Tips To Improve Mood Disorders
Anxiety, depression, and depression are sadly more and more common mood disorders these days. The factors contributing to malaise and depression were identified in a 2013 Australian publication in the Journal of affective disorders: diet, sleep time, and physical activity. Furthermore, following the discovery of new mechanisms involved in mood disorders, new nutritional and micro-nutritional therapeutic strategies have been implemented very recently (2012-2013).
Our mood is, therefore, strongly influenced by what we put on our plates. The link between the intestine and the brain has been rediscovered and confirmed by recent publications. While antidepressants only provide 50% healing, many solutions exist in nutrition. Here we at paylesskratom will explain more:
Light, For A Better Mood
Dim light can decrease the production of serotonin, which is involved in serenity and well-being. In some countries, the lack of sunshine in winter is very often responsible for seasonal depression. Consider light therapy!
Yoga, Meditation And Cardiac Coherence: Scientific Evidence
We are all aware of the advantages of meditation and yoga. And rightly so because, according to recent research, this relaxation and breathing methods have an anti-inflammatory action on the brain. Yoga, practiced 3 times a week or daily, increases well-being and decreases anxiety and depression.

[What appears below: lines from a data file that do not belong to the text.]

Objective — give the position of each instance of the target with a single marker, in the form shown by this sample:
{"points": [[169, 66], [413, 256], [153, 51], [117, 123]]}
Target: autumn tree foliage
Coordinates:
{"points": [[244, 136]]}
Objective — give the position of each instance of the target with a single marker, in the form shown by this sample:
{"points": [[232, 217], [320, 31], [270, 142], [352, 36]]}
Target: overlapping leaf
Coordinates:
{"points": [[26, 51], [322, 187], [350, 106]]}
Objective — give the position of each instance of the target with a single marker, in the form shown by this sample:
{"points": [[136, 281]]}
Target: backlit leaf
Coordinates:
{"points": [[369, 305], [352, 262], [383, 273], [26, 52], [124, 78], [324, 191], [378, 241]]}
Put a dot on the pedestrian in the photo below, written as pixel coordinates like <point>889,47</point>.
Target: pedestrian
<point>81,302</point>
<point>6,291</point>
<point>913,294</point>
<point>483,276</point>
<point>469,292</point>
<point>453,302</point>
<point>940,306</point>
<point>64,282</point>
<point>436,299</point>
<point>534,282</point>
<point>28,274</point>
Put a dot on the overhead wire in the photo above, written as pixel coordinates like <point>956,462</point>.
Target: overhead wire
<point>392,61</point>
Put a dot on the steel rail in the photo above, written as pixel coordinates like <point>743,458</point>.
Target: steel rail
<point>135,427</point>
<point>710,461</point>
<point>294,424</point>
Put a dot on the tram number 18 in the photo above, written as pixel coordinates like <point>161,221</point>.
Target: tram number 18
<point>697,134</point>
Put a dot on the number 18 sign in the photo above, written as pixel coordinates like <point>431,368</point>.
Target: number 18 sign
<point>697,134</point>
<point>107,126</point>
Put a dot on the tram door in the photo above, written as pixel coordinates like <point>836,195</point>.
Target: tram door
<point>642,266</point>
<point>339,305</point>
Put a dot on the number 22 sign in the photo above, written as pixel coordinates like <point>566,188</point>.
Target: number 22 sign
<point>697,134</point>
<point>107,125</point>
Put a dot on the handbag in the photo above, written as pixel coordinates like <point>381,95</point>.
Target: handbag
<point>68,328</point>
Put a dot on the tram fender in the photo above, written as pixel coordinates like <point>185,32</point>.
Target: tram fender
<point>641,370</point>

Meditation has a positive impact on inflammation and neuro-inflammation, new mechanisms involved in depression and discovered very recently.
Calm Is Food For The Mind
Moreover, the practice of a physical activity is, let us remember, essential for a healthy mind.
Set Goals For The Day
To give meaning to your days, it is important to structure them by setting goals. Daily routines fill our days and simultaneously chase away negative emotions such as boredom, depression, or anxiety. For this to work, the objectives to be set must be motivating and realistic: devote an hour to sport, take time to prepare breakfast, wake up gently thanks to 15 minutes of meditation and stretching, read a few pages of your bedside book, set aside an hour to take care of yourself (take a bath, get a massage, pamper your skin, etc.).
Psych-Biotics For A Better Psyche
Psych-biotics were the subject of a recent study (2013): these are probiotics or even intestinal bacteria which have shown an action on the psyche in mood disorders such as anxiety, stress, and depression. Three strains of probiotics have a real interest: L.Rhamnosus is anxiolytic, B.infantis has an action on behavior and the stress response, and L.Helveticus reduces stress.
And Good Micronutrients
Optimizing your intake of zinc, folate (vitamin B9), magnesium, iron, and vitamin D is essential because these are major players in mood disorders and depression. Feeding your brain with supplements like kratom extract for example and gut well and adopting good lifestyle habits (8 hours of sleep, meditation, and physical activity) are essential for maintaining a state of mental well-being.